Der Tagesspiegel (DE) /

Le coupable n'a pas encore été trouvé

La rhétorique des adversaires de Donald Trump continue elle aussi à se radicaliser, observe Der Tagesspiegel :

«Dans le cas du président, certains psychiatres diagnostiquent à distance un narcissisme maladif. D'autres se demandent s'il ne souffrirait pas de démence. Les partisans de Trump, pour leur part, sont affublés d'attributs peu flatteurs : influençables, sans volonté, unidimensionnels, frustrés, largués, incultes et en colère. Des piques tout aussi blessantes, et décochées à dessein. Celui qui, dans cette atmosphère surchauffée et en réaction aux tentatives d'attentat, tire un peu trop sur la ficelle, prend de gros risques. Jusqu'à présent, il n'y a encore ni suspect, ni auteur, ni message de revendication.
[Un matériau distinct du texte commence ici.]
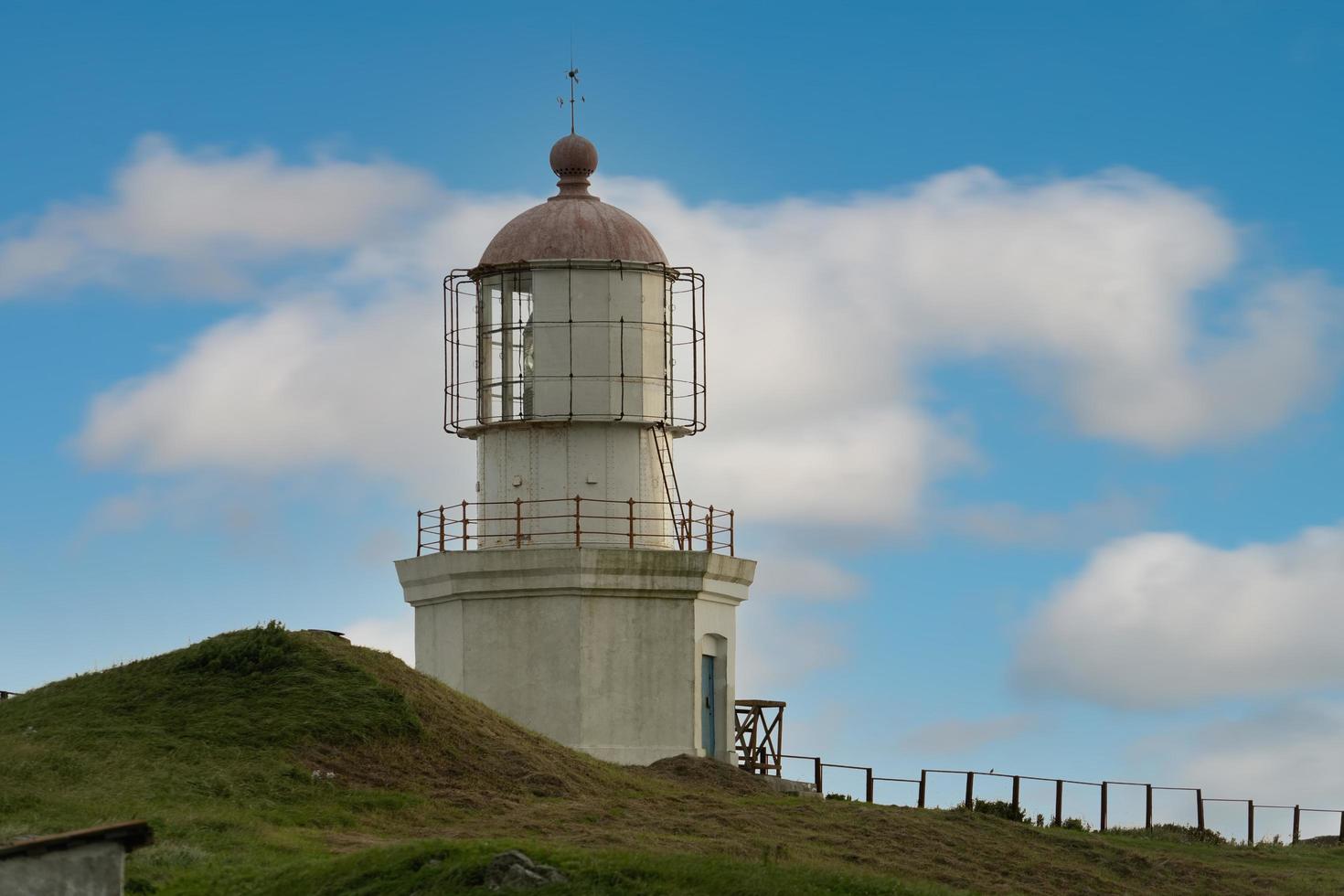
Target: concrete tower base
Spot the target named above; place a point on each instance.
(600, 649)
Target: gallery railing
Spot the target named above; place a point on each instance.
(577, 523)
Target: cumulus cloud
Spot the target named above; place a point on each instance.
(821, 316)
(197, 220)
(965, 735)
(1160, 620)
(805, 578)
(394, 635)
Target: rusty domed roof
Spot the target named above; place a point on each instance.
(572, 223)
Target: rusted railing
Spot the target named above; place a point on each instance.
(1058, 817)
(575, 521)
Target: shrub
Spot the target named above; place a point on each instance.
(249, 652)
(998, 809)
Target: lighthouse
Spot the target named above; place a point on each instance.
(580, 590)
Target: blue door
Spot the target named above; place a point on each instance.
(709, 710)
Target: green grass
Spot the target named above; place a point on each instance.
(443, 867)
(418, 786)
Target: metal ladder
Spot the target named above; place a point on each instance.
(674, 492)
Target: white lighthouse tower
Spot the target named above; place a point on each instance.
(577, 592)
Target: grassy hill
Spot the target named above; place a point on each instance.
(277, 762)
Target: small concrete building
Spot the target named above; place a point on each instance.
(578, 592)
(80, 863)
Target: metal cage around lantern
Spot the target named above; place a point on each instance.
(491, 334)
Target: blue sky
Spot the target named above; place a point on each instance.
(1051, 288)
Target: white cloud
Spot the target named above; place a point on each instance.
(805, 578)
(1160, 620)
(964, 735)
(394, 635)
(821, 315)
(197, 222)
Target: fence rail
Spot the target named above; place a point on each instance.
(574, 523)
(1058, 818)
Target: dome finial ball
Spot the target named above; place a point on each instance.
(572, 157)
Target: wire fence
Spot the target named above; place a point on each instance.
(1104, 789)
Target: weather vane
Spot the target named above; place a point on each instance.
(572, 74)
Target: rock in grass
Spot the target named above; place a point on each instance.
(515, 870)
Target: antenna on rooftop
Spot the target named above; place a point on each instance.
(572, 74)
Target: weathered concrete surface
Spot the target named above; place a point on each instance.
(597, 647)
(85, 869)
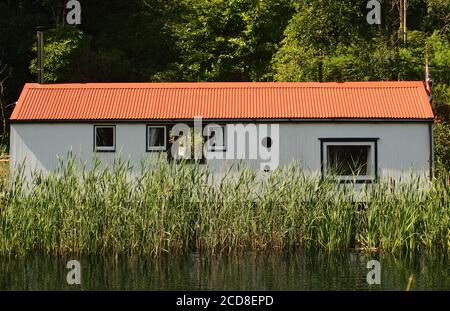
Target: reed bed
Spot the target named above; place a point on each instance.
(168, 207)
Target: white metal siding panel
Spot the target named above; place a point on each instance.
(401, 147)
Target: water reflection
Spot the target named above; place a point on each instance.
(295, 270)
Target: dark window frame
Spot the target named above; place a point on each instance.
(166, 138)
(113, 126)
(352, 140)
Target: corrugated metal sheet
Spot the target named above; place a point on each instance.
(155, 101)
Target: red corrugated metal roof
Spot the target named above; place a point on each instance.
(253, 100)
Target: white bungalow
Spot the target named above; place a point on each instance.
(369, 129)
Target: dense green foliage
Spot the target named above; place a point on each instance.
(179, 208)
(225, 40)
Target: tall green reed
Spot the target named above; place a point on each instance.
(177, 207)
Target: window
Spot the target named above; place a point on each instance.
(104, 138)
(215, 135)
(186, 145)
(156, 138)
(267, 142)
(350, 159)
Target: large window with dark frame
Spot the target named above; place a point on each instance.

Il faut parfois avoir beaucoup de patience pour pouvoir tirer les bonnes leçons d'un événement.»

Izvestia (RU) /

Les démocrates aussi ont envenimé le climat

L'américaniste Youri Rogouliov va jusqu'à rendre le milieu démocrate directement responsable de la fracture qui traverse la société américaine. Voici son analyse dans Izvestia :

«Depuis des mois, nul autre que les démocrates mène une campagne contre le président, son entourage et les Républicains en général. Ils accusent leurs adversaires d'un certain nombre de crimes et s'efforcent à prouver une prétendue conspirationentre Donald Trump et la Russie. ... On peut tout à fait reprocher aux Démocrates que c'est eux qui ont mis la société dans un tel état, et que ce genre de 'cadeaux' n'est qu'un retour de manivelle. Il est d'ailleurs très révélateur que CNN en a déjà indirectement imputé toute la responsabilité à Trump, faisant valoir qu'il mène une campagne agressive contre les médias. C'est justement le but de toute provocation : que tout le monde commence à s'accuser mutuellement.»

De Standaard (BE) /

Les citoyens se retirent dans leur bulle

Peter Van Aelst, professeur de communication politique, pointe lui aussi la fracture qui traverse la société américaine, dans De Standaard :

«Il serait incorrect de reprocher uniquement à Donald Trump que le bateau américain ne soit plus gouvernable. Notamment aux Etats-Unis, la polarisation politique s'est nettement accentuée et se manifeste ces dernières années de plus en plus chez les citoyens lambda. ... Des individus ayant des positions politiques différentes s'évitent de plus en plus et préfèrent fréquenter des personnes partageant les mêmes idées. L'aversion envers l'autre camp s'aggrave, non seulement en ligne et aux informations, mais également dans la vie de tous les jours.»